Rumble secures $775 million investment from Tether, plans growth initiatives and completes share buyback.
Quiver AI Summary
Rumble, the video-sharing platform, has finalized a $775 million strategic investment from Tether, the leading digital assets company and stablecoin provider. In this transaction, Tether acquired 103,333,333 shares of Rumble's Class A Common Stock at $7.50 per share. Rumble plans to utilize $250 million of these proceeds to enhance growth initiatives. Additionally, the company successfully concluded a tender offer to purchase up to 70 million shares of its class A common stock, resulting in the acceptance of 70 million shares for a total of $525 million. Following this investment, Rumble's governance structure remains unchanged, with Chris Pavlovski retaining super-majority voting control. The strategic move aims to bolster Rumble’s growth while reinforcing its commitment to creating an independent and open internet infrastructure.
Potential Positives
- Rumble secured a significant strategic investment of $775 million from Tether, enhancing its financial position.
- The investment allows Rumble to allocate $250 million to support growth initiatives, potentially accelerating its expansion efforts.
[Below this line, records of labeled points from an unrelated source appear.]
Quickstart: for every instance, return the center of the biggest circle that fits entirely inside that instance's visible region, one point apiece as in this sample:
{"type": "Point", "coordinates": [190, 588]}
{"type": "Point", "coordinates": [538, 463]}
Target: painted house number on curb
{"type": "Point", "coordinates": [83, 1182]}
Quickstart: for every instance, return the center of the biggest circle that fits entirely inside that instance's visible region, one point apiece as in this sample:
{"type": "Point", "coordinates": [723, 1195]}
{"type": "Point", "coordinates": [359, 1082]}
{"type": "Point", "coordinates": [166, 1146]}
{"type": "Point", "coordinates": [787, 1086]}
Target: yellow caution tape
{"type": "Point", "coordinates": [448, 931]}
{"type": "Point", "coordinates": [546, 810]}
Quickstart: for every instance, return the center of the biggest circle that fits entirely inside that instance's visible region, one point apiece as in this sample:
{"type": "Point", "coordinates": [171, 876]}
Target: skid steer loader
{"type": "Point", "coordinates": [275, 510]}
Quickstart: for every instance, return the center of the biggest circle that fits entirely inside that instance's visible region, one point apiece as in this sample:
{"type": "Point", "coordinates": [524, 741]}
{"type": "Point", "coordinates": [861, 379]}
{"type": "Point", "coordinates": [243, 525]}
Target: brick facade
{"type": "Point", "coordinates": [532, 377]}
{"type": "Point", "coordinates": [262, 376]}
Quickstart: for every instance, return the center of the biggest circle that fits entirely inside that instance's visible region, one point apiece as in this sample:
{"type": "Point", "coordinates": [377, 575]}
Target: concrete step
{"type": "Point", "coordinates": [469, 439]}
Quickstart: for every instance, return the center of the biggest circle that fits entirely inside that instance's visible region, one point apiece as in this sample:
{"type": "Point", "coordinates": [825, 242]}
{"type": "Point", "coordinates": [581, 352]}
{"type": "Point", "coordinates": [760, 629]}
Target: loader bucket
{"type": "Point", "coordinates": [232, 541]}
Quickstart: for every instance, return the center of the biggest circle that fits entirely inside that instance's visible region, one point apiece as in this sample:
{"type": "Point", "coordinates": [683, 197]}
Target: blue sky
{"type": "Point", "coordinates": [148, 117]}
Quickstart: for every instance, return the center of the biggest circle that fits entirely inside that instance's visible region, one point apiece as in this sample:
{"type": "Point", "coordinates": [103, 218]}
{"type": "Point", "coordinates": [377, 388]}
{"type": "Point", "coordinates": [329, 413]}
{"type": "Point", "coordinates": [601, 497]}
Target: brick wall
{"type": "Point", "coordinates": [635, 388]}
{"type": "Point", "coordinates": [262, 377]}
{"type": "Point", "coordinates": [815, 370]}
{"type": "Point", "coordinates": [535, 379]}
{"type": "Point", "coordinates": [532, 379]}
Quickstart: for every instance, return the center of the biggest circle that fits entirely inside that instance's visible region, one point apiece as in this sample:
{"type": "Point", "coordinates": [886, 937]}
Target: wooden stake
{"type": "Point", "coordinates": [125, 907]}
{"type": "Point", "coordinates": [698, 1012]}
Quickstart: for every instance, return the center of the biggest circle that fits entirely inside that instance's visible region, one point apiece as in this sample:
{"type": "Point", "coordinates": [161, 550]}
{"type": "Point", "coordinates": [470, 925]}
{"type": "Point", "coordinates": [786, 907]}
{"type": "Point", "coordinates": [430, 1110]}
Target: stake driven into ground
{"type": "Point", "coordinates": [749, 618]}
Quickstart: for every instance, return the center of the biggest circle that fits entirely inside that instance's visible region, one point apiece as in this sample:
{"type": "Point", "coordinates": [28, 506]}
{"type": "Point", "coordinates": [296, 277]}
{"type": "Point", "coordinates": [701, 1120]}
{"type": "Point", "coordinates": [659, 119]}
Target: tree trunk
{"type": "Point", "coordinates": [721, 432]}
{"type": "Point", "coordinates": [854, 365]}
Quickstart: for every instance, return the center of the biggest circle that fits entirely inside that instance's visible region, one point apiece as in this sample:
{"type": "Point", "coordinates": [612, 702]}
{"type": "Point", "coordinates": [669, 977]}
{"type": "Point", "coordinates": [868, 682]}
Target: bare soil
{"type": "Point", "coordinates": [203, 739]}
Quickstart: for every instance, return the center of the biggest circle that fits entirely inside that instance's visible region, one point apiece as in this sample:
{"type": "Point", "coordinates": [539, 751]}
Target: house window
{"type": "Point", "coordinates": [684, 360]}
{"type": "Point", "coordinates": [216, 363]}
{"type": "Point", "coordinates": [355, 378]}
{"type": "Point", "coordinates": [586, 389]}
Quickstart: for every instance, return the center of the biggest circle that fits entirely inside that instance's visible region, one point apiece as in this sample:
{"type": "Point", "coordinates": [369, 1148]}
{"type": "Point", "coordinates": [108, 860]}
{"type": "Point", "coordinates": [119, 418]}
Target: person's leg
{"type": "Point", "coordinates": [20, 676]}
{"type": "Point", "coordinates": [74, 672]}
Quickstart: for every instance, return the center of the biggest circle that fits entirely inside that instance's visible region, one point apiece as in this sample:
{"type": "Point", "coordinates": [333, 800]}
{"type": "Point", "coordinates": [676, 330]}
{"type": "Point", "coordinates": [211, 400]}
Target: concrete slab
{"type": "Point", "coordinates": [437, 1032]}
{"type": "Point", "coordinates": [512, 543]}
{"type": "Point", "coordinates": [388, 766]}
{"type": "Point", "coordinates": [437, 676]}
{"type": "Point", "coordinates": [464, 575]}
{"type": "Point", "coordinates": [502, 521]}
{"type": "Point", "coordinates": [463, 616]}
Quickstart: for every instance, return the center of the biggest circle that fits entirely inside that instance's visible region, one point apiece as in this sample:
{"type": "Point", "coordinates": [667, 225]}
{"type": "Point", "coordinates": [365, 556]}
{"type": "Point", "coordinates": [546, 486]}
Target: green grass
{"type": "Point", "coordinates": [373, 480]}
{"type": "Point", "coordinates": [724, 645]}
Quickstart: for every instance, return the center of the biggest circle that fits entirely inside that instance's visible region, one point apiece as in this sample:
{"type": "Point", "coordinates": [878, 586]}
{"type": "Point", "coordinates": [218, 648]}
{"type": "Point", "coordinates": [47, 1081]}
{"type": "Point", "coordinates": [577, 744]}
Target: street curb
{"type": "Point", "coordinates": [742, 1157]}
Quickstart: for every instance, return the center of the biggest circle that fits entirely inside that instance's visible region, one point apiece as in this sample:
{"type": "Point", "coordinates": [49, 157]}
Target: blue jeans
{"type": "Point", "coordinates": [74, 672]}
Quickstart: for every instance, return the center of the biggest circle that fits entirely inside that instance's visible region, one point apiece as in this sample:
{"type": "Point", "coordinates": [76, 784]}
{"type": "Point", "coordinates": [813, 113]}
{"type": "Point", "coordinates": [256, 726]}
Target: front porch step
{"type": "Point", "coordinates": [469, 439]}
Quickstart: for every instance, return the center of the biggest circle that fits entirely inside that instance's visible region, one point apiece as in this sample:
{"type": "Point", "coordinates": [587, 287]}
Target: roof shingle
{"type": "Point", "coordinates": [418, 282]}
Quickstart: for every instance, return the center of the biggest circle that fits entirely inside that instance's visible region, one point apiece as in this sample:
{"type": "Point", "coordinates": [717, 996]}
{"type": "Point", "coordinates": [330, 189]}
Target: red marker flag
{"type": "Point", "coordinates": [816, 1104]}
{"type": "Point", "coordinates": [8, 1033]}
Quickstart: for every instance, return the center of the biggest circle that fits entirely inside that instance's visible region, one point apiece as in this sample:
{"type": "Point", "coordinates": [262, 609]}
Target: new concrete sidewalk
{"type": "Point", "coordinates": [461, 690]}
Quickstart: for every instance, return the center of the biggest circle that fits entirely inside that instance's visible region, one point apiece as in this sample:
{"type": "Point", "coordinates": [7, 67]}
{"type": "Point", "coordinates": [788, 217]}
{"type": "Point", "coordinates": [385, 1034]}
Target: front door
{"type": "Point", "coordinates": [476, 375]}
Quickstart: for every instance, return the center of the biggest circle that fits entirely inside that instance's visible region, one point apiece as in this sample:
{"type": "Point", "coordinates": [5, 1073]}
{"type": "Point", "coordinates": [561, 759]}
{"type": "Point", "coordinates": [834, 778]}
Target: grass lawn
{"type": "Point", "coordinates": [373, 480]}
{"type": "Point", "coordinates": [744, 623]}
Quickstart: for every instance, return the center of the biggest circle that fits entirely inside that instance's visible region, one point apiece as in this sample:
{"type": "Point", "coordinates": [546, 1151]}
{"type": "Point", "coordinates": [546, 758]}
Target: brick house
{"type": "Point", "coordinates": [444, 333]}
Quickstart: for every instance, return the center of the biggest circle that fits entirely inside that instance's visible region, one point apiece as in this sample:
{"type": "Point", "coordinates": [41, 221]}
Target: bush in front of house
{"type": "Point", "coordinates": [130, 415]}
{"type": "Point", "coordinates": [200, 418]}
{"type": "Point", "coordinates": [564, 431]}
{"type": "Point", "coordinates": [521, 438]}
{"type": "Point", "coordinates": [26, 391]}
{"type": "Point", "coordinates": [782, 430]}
- Rumble successfully completed a tender offer, purchasing 70 million shares of its own Class A common stock, demonstrating confidence in its stock value and commitment to shareholder returns.
- The partnership with Tether, a leader in the digital assets sector, could open new revenue streams and enhance Rumble's credibility in the digital finance landscape.
Potential Negatives
- The involvement with Tether, a large player in the digital assets market, could expose Rumble to regulatory scrutiny given the controversial nature and past legal challenges surrounding cryptocurrencies.
- The company's continued reliance on advertising revenue could be jeopardized by potential loss of advertiser confidence, particularly in light of the volatility and reputation issues associated with partnerships in the crypto space.
- The tender offer process saw the acceptance of exactly 70,000,000 shares, potentially indicating a lack of strong demand for Rumble's stock, which may raise concerns about investor confidence in the company's future prospects.
FAQ
What is Rumble's recent investment with Tether about?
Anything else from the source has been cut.